6. Cuprum metallicum

  • Causation – copper imbalance (deficiency or excess), occupational exposure.
  • Characteristic symptoms – tremor, weakness, metallic taste.
  • Modalities – worse from heat, better from cool fresh air.
  • Mental state – irritability, feeling of being misunderstood.
  • Thirst & appetite – thirst normal, appetite may be diminished.
  • Discharges – occasional metallic saliva, loose stools.
  • Physical generals – hair loss, skin discoloration, joint pains.
  • Suitable constitution – metal workers, people with dietary copper excess.
  • How it helps – normalises copper metabolism, which influences dopaminergic pathways.

7. Silicea

  • Causation – chronic illness, prolonged stress, exposure to silica dust.
  • Characteristic symptoms – fine tremor, muscle weakness, delayed healing.
  • Modalities – worse from cold, better from warm dry environment.
  • Mental state – timidity, lack of confidence, fear of criticism.
  • Thirst & appetite – increased thirst, appetite moderate.
  • Discharges – scanty urine, occasional nasal discharge.
  • Physical generals – brittle nails, thin hair, poor skin texture.
  • Suitable constitution – individuals with long‑standing fatigue, workers in construction.
  • How it helps – strengthens connective tissue and nervous resilience, reducing tremor.

8. Natrum muriaticum (optional if eight are needed)

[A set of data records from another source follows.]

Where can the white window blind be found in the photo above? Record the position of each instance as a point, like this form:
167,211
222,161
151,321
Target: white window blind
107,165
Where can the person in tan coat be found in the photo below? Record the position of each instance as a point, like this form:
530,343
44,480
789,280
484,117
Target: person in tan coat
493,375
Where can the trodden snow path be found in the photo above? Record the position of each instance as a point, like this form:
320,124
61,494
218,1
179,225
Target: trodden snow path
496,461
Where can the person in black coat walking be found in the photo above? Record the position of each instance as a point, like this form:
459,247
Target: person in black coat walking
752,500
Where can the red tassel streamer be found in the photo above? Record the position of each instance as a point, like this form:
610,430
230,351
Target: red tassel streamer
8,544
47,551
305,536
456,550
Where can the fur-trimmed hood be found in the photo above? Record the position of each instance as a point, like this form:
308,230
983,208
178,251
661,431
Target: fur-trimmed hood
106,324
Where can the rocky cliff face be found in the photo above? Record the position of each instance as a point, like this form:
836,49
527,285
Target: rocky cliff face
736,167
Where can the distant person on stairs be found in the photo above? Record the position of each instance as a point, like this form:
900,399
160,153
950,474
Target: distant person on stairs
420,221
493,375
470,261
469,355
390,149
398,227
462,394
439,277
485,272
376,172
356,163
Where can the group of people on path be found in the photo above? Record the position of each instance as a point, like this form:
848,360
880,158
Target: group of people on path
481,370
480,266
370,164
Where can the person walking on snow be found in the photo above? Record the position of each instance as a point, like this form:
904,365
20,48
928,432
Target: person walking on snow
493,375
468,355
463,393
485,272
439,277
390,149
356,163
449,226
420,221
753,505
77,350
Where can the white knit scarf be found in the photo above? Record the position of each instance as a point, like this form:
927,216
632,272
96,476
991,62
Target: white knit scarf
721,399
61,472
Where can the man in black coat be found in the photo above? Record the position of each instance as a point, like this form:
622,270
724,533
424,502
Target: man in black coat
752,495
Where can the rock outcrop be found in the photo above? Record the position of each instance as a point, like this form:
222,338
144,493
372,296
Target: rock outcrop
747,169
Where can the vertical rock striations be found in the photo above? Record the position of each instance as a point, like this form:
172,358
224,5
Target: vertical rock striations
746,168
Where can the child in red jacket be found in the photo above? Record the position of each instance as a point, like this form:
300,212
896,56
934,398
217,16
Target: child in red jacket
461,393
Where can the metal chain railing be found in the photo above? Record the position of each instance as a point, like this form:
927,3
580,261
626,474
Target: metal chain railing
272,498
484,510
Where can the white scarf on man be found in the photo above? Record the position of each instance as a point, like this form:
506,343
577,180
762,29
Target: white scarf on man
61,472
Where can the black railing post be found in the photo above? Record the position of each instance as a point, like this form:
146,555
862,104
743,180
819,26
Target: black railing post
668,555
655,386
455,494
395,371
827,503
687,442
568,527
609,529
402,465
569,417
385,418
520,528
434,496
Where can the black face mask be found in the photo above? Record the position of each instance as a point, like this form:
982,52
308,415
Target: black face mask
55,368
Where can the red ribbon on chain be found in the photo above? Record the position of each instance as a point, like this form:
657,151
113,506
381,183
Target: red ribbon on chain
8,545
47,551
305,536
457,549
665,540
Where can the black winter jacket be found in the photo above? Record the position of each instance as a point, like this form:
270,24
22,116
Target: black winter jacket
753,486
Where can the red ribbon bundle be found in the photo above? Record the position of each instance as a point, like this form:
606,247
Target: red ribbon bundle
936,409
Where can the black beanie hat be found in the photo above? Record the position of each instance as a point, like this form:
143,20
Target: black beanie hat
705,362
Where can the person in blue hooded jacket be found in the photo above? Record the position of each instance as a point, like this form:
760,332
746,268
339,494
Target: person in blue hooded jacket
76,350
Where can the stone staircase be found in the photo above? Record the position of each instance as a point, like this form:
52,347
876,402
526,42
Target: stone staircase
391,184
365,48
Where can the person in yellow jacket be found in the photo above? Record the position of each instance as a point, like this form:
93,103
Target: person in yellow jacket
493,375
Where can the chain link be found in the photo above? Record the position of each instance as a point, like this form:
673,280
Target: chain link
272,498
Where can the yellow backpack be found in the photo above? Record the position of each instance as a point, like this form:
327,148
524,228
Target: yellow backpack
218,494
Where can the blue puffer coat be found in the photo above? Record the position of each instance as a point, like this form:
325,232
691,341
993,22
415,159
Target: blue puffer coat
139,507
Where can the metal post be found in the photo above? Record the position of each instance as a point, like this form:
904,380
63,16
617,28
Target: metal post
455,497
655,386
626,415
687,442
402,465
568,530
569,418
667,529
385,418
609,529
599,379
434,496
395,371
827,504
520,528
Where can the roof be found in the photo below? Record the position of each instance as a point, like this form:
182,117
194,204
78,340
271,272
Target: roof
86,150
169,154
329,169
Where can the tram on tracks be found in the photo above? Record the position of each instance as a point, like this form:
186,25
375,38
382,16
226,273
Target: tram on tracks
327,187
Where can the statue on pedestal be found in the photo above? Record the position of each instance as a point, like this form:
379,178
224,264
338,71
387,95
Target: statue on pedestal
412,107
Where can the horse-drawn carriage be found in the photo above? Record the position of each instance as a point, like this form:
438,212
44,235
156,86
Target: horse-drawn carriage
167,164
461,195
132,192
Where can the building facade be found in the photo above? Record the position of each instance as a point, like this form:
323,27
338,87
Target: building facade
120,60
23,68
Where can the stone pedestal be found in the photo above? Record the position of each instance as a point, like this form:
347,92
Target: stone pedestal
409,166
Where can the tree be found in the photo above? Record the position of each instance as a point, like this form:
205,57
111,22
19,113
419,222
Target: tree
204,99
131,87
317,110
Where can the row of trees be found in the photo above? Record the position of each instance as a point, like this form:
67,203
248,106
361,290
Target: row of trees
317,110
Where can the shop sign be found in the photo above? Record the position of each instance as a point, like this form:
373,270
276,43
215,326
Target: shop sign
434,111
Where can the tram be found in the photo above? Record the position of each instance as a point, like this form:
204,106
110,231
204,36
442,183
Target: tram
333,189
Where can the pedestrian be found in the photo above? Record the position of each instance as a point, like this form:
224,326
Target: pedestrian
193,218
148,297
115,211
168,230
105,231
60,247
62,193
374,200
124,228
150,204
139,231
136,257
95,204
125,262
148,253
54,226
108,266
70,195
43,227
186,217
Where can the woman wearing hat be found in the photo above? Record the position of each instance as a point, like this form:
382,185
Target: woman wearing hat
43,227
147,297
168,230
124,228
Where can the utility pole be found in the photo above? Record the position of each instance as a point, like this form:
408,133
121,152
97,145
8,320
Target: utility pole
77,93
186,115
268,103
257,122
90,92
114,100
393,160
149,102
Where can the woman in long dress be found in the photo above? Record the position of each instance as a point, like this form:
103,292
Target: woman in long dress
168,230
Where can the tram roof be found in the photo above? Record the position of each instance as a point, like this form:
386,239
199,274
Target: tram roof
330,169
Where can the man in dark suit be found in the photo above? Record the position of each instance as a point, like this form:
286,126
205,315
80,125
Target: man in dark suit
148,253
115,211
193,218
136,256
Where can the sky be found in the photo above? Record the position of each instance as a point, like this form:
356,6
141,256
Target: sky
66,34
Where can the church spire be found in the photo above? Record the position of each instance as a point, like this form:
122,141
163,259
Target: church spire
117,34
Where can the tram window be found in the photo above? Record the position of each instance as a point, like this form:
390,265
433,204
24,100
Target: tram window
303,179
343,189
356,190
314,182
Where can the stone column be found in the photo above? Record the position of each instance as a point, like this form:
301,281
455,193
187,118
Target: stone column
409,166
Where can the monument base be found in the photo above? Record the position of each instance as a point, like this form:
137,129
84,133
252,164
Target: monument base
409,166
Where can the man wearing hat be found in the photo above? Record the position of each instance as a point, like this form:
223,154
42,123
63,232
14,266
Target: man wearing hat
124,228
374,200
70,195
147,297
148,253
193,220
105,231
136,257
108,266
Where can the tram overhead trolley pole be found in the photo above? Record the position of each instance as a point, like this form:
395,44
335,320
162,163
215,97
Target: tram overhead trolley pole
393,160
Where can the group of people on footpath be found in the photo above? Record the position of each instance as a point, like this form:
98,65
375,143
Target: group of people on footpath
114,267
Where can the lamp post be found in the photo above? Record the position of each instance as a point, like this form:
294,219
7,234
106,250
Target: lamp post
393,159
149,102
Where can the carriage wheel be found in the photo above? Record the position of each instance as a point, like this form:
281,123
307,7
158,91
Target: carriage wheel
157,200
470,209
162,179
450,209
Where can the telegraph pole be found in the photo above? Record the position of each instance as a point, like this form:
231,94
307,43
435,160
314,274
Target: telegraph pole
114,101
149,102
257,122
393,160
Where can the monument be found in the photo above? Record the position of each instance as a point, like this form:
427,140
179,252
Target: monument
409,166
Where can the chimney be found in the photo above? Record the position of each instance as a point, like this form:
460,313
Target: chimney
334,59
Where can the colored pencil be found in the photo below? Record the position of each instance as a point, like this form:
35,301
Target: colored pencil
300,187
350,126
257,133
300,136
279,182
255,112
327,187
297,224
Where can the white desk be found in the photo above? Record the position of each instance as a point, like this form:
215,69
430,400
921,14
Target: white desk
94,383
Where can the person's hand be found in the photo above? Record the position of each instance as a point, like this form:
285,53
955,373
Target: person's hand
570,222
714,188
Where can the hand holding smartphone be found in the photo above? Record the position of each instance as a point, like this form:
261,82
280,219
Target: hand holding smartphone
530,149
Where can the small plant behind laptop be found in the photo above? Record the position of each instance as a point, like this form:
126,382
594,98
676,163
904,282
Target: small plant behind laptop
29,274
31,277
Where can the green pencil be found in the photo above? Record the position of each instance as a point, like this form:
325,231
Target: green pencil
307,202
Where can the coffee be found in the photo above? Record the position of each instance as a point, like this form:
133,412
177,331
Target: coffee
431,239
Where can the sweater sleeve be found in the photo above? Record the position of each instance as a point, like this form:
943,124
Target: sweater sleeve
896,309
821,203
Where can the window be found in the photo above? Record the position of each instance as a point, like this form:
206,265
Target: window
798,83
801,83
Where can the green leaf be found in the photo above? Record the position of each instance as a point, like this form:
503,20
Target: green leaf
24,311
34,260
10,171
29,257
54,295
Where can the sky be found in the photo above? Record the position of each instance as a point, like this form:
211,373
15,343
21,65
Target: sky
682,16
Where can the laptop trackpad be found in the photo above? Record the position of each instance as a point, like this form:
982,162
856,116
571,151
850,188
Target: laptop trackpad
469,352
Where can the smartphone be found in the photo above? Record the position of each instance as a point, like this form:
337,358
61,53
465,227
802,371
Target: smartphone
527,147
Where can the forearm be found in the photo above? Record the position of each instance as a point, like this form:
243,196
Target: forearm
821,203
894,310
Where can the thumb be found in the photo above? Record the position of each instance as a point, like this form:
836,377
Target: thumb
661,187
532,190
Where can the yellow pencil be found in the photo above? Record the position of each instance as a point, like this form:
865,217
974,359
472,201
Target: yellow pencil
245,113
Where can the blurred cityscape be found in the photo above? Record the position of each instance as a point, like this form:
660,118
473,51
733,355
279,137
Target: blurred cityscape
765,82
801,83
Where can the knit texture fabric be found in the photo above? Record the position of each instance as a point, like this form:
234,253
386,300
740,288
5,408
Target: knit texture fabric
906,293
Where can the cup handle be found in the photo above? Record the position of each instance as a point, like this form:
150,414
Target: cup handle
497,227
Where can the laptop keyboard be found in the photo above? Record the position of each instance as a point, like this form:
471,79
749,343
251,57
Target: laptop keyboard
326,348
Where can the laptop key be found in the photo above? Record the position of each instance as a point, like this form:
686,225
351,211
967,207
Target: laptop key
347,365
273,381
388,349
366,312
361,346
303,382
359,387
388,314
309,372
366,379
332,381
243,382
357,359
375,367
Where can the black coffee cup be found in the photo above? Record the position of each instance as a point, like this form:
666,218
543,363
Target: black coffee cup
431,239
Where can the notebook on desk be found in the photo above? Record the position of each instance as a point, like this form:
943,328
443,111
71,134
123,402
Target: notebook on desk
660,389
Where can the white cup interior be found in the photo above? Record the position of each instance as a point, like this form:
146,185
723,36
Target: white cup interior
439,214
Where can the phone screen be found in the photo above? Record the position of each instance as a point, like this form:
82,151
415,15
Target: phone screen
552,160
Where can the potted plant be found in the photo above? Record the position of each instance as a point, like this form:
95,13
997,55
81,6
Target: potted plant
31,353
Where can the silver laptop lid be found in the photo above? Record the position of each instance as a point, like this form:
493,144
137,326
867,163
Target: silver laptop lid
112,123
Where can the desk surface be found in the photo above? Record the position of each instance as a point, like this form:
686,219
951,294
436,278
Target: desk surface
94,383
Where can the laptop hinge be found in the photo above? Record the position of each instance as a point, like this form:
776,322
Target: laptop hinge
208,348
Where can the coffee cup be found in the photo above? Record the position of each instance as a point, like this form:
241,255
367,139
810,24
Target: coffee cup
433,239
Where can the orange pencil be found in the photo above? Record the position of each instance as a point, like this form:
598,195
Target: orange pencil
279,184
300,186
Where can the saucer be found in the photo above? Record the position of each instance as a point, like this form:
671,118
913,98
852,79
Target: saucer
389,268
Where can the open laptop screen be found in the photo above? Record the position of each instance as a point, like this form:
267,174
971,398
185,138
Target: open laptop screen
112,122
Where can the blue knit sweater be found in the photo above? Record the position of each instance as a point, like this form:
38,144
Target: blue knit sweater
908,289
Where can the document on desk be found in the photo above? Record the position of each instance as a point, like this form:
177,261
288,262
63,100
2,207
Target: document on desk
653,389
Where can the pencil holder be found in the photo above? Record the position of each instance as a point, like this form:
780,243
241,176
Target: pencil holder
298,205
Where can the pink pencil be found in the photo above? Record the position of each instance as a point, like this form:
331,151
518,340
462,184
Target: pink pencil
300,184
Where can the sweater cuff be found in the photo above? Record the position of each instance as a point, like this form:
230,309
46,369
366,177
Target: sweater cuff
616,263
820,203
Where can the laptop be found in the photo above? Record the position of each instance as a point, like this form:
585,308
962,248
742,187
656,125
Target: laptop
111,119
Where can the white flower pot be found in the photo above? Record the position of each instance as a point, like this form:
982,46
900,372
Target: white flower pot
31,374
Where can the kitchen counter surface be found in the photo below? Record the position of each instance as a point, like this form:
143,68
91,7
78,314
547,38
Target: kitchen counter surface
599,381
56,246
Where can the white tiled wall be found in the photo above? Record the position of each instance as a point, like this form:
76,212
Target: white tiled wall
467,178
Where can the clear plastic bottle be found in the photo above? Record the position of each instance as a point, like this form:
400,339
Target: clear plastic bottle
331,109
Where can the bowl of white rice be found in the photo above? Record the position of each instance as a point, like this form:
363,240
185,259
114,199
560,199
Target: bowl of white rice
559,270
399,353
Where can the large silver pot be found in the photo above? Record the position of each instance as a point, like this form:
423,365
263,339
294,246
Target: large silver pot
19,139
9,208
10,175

  • Causation – emotional suppression, grief, excessive salt intake.
  • Characteristic symptoms – tremor that improves with distraction, rigidity in the neck.
  • Modalities – worse from warm drinks, better from cool fresh air.
  • Mental state – melancholy, feeling of being misunderstood, craving solitude.
  • Thirst & appetite – thirst for salty foods, appetite reduced.
  • Discharges – dry mucous membranes.
  • Physical generals – dry skin, brittle hair.
  • Suitable constitution – persons with a history of unexpressed grief, often students.
  • How it helps – releases emotional tension that may aggravate motor symptoms.

12. Prognosis

  • The disease is progressive; life expectancy is near normal but quality of life declines with motor and non‑motor complications.
  • Early onset (<50 y) often leads to a longer disease course with higher risk of dyskinesias; late onset may progress faster but with fewer medication‑induced problems.
  • Good response to levodopa and adherence to physiotherapy improve functional outcome. Prognosis is therefore variable and depends on age, severity at presentation and treatment compliance.

13. Prevention

  • No definitive primary prevention, but avoidance of known risk factors (pesticide exposure, chronic heavy‑metal contact) reduces incidence.
  • Regular physical activity and a diet rich in antioxidants (fruits, vegetables) may delay onset or slow progression. Early lifestyle modification is the practical preventive measure.

14. Diet

  • Recommended foods – fresh fruits, vegetables, whole grains, lean protein (fish, poultry), omega‑3 fatty acids, adequate water. These support neuronal health and prevent constipation.
  • Foods to avoid – excessive protein meals taken with levodopa, high‑fat fried foods, alcohol excess, caffeine in large amounts (may worsen tremor). They interfere with drug absorption or exacerbate symptoms.